Angel (X-Men: The Last Stand)
Angel (X-Men: The Last Stand)
In the months before X-Men: The Last Stand, Angel was advertised as one of its most important characters in the movie, but that wound up being very far from the truth. Here’s what moviegoers saw him do during the main story: escape being cured by his father, make his way to Professor X’s mansion, and save his father during the Alcatraz battle. That’s it. Fortunately, it looks like X-Men: Apocalypse will attempt to make this up with their younger Angel, hopefully letting us forget about his less-than-stellar previous adaptation.
Toad
Toad
Admittedly, Ray Park’s stunts as Toad were impressive to watch, but the character bore little resemblance to the Toad from the comics.
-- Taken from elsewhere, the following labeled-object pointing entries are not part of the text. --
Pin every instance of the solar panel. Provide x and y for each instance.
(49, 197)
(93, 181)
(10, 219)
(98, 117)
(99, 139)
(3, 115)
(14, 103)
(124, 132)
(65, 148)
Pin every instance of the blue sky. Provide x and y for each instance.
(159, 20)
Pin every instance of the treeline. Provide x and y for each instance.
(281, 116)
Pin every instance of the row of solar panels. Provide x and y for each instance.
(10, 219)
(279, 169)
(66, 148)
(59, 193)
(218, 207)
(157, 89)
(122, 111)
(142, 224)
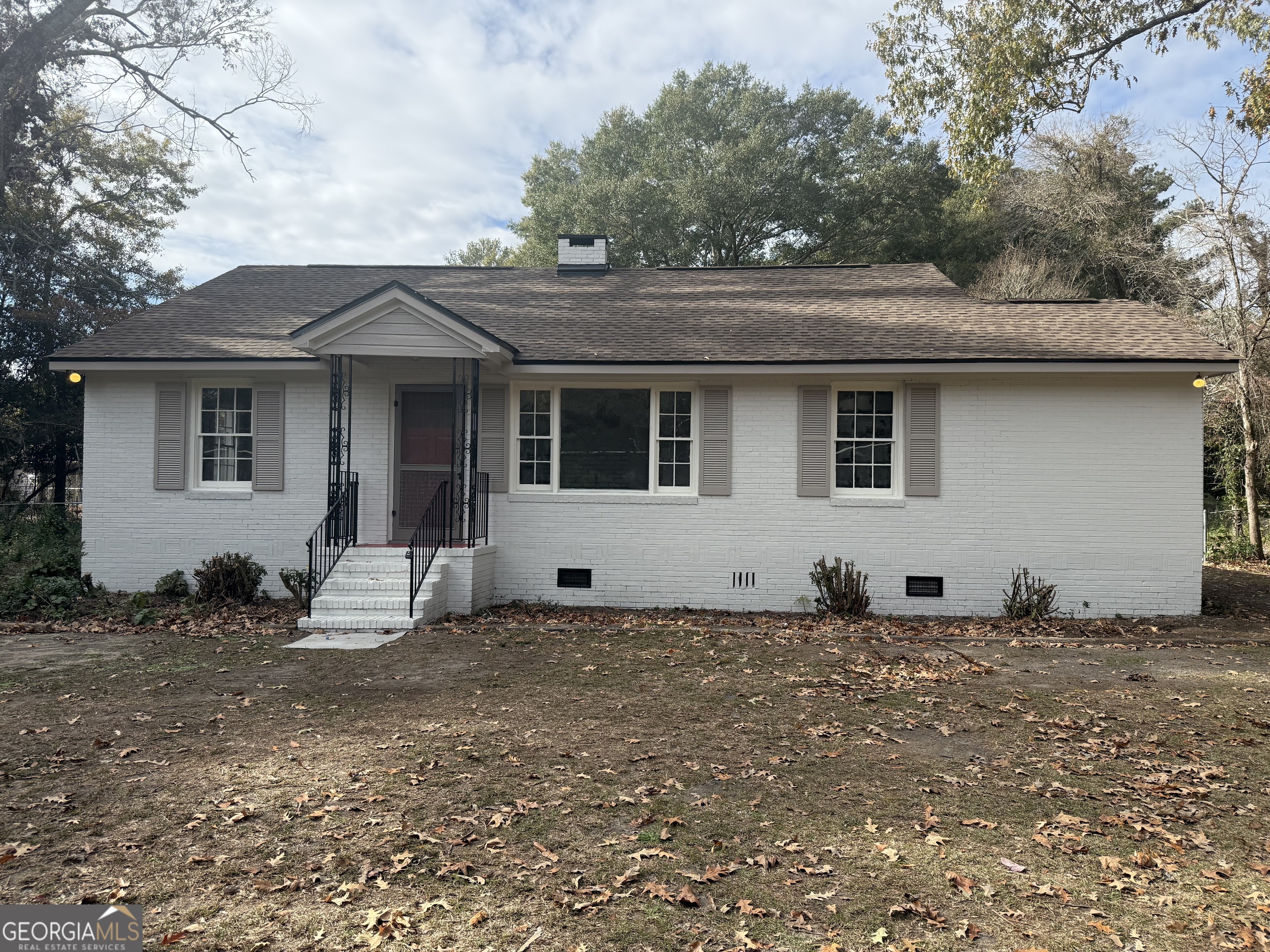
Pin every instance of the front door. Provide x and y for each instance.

Not only did his personality completely different, but he barely got to speak during the entire film. Like nearly all of Magneto’s henchmen, he was only added as a physical obstacle for the team to deal with, and nothing more. If that wasn’t bad enough, the younger Toad in X-Men: Days of Future Past had even less to do appearing in only one scene.
Colossus
Colossus
Daniel Cudmore’s Colossus appeared in three films in the X-Men series, and he’s said approximately four lines of dialogue total. In the comics, this is someone who’s been a valued member of the X-Men for four decades and one of Marvel’s more fascinating mutants, but in the movies, he’s just the tall, metal guy that punches things and doesn’t get character development. Ideally Deadpool will put him to better use next year, featuring a motion capture performance from Canadian actor Andre Tricoteux.
Pyro
Pyro
Pyro in the comics is an Australian criminal who joins Mystique’s Brotherhood of Evil Mutants. The movies turned him into an American who becomes disillusioned with Professor Xavier’s vision of peace and joins Magneto’s Brotherhood. His personal journey, not to mention his personality, was nowhere near as cool as the comic book version, and while the contrast between him and Iceman was interesting in X2: X-Men United, unfortunately the payoff wasn’t that great in X-Men: The Last Stand.
Havok
Havok
Forget that Havok’s connection with Cyclops in these movies remains untold (for now). Once again, here’s a character that’s only useful for his power. Aside from being in prison and joining the military, we don’t know anything about him! There’s been no character exploration at all thus far, and you could have taken him out of X-Men: Days of Future Past, and have the story unfold the exact same way. Will X-Men: Apocalypse give him more to do? Given what we’ve seen so far, I have my doubts.
Bishop
Bishop
This one is especially disappointing. In the X-Men comics, Bishop has primarily been portrayed as a time traveler who comes to the present to prevent an apocalyptic future – similar to the role that Cable plays. Granted, he did get to travel back in time in X-Men: Days of Future Past, but like most of the other mutants in the future period, he was just manpower used to slow down the Sentinels. Visually, he was great to watch, but character-wise, he was wasted. Hopefully the future of the franchise will find some way to give actor Omar Sy something better to do in a future installment.
Kitty Pryde
Kitty Pryde
Even ignoring her first two cameos in the series, Kitty has never lived up to her potential in the X-Men films. Yes, she did take down Juggernaut in X-Men: The Last Stand, but her potential romance with Iceman felt awkward and forced. Her phasing powers were better utilized in X-Men: Days of Future Past, but it didn’t help that unlike in the comic books, Wolverine traveled back to the ‘70s rather than her, taking away her opportunity to shine (and randomly giving her an ability we’ve never actually seen her have before).